- Origin: Champaign, Illinois, U.S.
- Genres: R&B, soul
- Years active: 1981–1984, 1990–1991, 2008–present
- Labels: Columbia Malaco
- Members: Pauli Carman Rena Day Dana Walden Michael Reed Rocky Maffit Leon Reeder
- Past members: Michael Day
- Website: www.champaignband.com

= Champaign (band) =

American R&B band

Champaign is an American R&B band, best known for their 1981 hit record, "How 'Bout Us".

==Background==
The septet, who named themselves after their hometown of Champaign, Illinois, United States, included Pauli Carman and Rena Jones (later Day) on vocals; Michael Day and Dana Walden on keyboards; Leon Reeder on guitar; Michael Reed on bass; and Rocky Maffit on percussion and drums.

==Career==
The song "How 'Bout Us" from their 1981 debut album (also called How 'Bout Us) was a hit single, reaching No. 5 in the UK Singles Chart, No. 4 on the US Billboard R&B chart, and No. 12 on the Billboard Hot 100. Reed had left the group by the release of their second album, Modern Heart, which appeared in 1983 and contained the No. 2 R&B hit "Try Again" (No. 23 on the Hot 100).

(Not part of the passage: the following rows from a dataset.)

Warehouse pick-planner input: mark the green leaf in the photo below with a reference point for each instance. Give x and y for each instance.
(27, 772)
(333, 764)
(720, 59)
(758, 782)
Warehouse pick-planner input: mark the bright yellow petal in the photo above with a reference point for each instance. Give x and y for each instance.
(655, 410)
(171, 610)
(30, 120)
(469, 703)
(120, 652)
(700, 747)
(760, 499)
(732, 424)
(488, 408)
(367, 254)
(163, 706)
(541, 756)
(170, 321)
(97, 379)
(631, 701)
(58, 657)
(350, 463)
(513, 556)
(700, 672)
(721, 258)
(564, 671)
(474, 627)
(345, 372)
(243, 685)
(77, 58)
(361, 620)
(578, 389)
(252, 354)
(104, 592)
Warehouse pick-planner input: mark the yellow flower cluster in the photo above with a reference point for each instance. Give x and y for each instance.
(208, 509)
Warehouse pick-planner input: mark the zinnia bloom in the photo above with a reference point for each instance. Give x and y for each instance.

Another follow-up, 1984's Woman in Flames, included the Top 10 R&B song "Off and On Love". Other songs include "Party People" and "Walkin'".

Carman released his first solo album, Dial My Number in 1986. The title track was an R&B hit, peaking at No. 26. His second album, It's Time was released the following year. It featured the single "In the Heat of the Night", which peaked at No. 72 on the R&B charts.

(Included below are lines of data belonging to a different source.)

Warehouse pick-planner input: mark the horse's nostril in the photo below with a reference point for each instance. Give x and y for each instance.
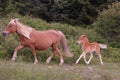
(4, 33)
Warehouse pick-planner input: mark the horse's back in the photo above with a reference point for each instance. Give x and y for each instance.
(44, 39)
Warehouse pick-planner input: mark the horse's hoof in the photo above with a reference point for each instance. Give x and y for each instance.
(13, 59)
(60, 64)
(76, 62)
(35, 63)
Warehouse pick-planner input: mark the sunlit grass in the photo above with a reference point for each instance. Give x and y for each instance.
(27, 71)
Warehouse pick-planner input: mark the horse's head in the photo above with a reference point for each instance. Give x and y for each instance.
(11, 27)
(82, 39)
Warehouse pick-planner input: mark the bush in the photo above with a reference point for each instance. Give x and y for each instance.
(108, 24)
(72, 33)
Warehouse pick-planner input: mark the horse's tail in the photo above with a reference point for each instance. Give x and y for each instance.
(103, 46)
(63, 42)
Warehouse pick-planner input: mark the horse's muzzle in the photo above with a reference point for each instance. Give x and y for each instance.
(4, 33)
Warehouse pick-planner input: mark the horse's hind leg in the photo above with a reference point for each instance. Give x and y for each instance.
(34, 54)
(50, 57)
(80, 57)
(59, 53)
(99, 55)
(15, 51)
(91, 56)
(61, 57)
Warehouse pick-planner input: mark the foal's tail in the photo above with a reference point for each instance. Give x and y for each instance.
(63, 42)
(103, 46)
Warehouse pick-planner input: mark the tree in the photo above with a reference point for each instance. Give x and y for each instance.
(108, 24)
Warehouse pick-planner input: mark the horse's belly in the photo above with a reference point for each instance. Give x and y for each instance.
(42, 45)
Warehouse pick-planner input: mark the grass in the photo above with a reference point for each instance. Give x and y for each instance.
(27, 71)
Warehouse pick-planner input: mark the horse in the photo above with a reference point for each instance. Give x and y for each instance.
(37, 40)
(88, 47)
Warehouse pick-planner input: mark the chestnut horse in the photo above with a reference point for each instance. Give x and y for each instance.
(88, 47)
(37, 40)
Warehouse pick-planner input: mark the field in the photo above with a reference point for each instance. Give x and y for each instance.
(27, 71)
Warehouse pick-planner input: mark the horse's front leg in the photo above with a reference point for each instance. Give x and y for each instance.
(34, 54)
(50, 57)
(91, 56)
(15, 51)
(83, 53)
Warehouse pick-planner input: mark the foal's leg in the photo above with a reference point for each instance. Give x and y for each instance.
(91, 56)
(15, 51)
(61, 57)
(84, 57)
(50, 57)
(80, 57)
(56, 50)
(34, 54)
(99, 55)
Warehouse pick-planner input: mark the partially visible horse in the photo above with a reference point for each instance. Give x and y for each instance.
(37, 40)
(88, 47)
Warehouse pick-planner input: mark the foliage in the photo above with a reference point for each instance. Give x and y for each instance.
(75, 12)
(28, 71)
(108, 24)
(72, 33)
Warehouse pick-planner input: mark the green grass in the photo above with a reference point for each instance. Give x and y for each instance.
(27, 71)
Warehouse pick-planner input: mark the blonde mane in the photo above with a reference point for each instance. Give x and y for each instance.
(24, 30)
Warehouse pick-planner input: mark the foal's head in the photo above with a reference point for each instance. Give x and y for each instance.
(11, 27)
(82, 39)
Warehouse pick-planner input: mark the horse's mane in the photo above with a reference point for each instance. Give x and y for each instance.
(24, 30)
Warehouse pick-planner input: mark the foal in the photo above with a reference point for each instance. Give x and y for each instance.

Rena Jones and Michael Day eventually married.

In 1990, Champaign (including Carman) reconvened to record, and the Champaign IV album was released the following year. In addition to Carman, the album featured contributions/production from Michael Lane (MicoWave), Rena and Michael Day, Dana Walden, and Rocky Maffit. Although the album was not widely successful, it did herald a brief return to the US R&B chart, with the single "Trials of the Heart".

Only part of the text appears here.